No, I wouldn’t do that. The developers (Pixel Cut) seem to imply that PaintCode will free you from the tyranny of image based GUI design and make your apps resolution independent! (My words, not theirs) This might be true if you designed all your icons and graphics using it, and then generated modules directly into your source folder and were used in your project.

The problem is, because of the lack of customization of the code generation, this kind of app will not be something you will use to regenerate your graphics repeatedly. You’ll use it once, to get a basis for hand optimized CG code, and then you may return later and use it again, but then you’ll need to hand optimize it again. That’s a bit of a pain.

If your requirements are simple, this model works… if you are generating your whole UI this way, it does not.

I would argue that PaintCode stands on it’s own without this capability. Honestly, I don’t think it’s possible to make an app that would generate perfect customizable drawing code even using templates. I think this is an impossible problem to solve, and I kinda hope that Pixel Cut doesn’t try too hard at it. Improve the code generation customization options… sure… but you’re never gonna get it perfect, and you’re never gonna satisfy everyone. When you can do that, we won’t need programmers anymore.

Are it’s graphics tools good? Is it really a painting app?

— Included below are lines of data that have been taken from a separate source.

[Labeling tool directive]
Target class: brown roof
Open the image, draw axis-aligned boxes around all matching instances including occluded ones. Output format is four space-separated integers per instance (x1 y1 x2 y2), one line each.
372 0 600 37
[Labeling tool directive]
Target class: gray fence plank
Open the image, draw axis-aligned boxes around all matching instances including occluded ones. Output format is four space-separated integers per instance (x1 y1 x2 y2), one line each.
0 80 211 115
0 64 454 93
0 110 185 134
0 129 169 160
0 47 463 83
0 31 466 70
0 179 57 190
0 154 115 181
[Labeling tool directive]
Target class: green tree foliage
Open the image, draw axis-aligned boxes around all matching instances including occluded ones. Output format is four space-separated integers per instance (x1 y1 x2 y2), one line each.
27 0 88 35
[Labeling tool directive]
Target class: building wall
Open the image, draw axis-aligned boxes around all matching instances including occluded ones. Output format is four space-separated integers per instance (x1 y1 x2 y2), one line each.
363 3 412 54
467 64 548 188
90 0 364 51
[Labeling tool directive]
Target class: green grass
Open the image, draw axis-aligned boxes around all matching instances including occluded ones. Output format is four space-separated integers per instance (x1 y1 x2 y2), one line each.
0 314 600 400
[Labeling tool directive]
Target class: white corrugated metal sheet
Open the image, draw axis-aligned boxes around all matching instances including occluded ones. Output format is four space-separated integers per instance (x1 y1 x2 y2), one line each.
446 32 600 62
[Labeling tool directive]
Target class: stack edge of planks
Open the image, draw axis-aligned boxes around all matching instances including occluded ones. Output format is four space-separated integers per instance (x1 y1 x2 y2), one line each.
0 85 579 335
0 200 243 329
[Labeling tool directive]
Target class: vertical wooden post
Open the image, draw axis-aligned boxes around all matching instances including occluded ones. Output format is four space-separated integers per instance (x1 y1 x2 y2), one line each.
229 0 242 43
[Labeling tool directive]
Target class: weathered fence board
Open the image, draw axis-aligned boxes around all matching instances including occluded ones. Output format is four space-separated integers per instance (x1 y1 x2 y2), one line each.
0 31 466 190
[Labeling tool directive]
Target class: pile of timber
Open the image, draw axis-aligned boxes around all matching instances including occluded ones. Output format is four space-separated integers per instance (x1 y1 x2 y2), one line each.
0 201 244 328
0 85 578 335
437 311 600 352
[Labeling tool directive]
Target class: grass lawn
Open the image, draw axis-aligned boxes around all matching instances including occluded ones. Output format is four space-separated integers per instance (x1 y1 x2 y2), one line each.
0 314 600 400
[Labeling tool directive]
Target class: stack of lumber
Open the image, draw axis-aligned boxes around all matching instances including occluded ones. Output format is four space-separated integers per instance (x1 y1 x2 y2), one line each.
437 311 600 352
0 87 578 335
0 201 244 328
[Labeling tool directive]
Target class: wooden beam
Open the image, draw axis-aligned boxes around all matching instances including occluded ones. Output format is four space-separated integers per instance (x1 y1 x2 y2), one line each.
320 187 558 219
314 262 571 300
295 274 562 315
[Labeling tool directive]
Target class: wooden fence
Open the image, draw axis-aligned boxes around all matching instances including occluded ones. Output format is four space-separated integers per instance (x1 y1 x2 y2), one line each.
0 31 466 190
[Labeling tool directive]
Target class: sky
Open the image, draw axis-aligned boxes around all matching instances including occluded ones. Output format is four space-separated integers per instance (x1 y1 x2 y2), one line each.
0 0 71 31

It’s tools are decent, but not great. Very much a 1.0 feature set. A solid 1.0 feature set, but a 1.0 nonetheless. It does not have layers, or grouping of objects, but it does have bezier curves, rounded rects, and interestingly, the ability to join and split objects, which is something I never would have expected in a 1.0. It has gradients, and shadows and inner shadows and things, all the basic tools… but it won’t replace Photoshop or Illustrator any time soon.

All that said, Opacity has a much wider selection of tools and is clearly a much more graphic tool intensive app, but I’ll be honest… I fired up Opacity, and there was SO MUCH STUFF that I actually didn’t even know where to start. PaintCode, on the other hand, was up and running and was able to generate some basic CG code in minutes.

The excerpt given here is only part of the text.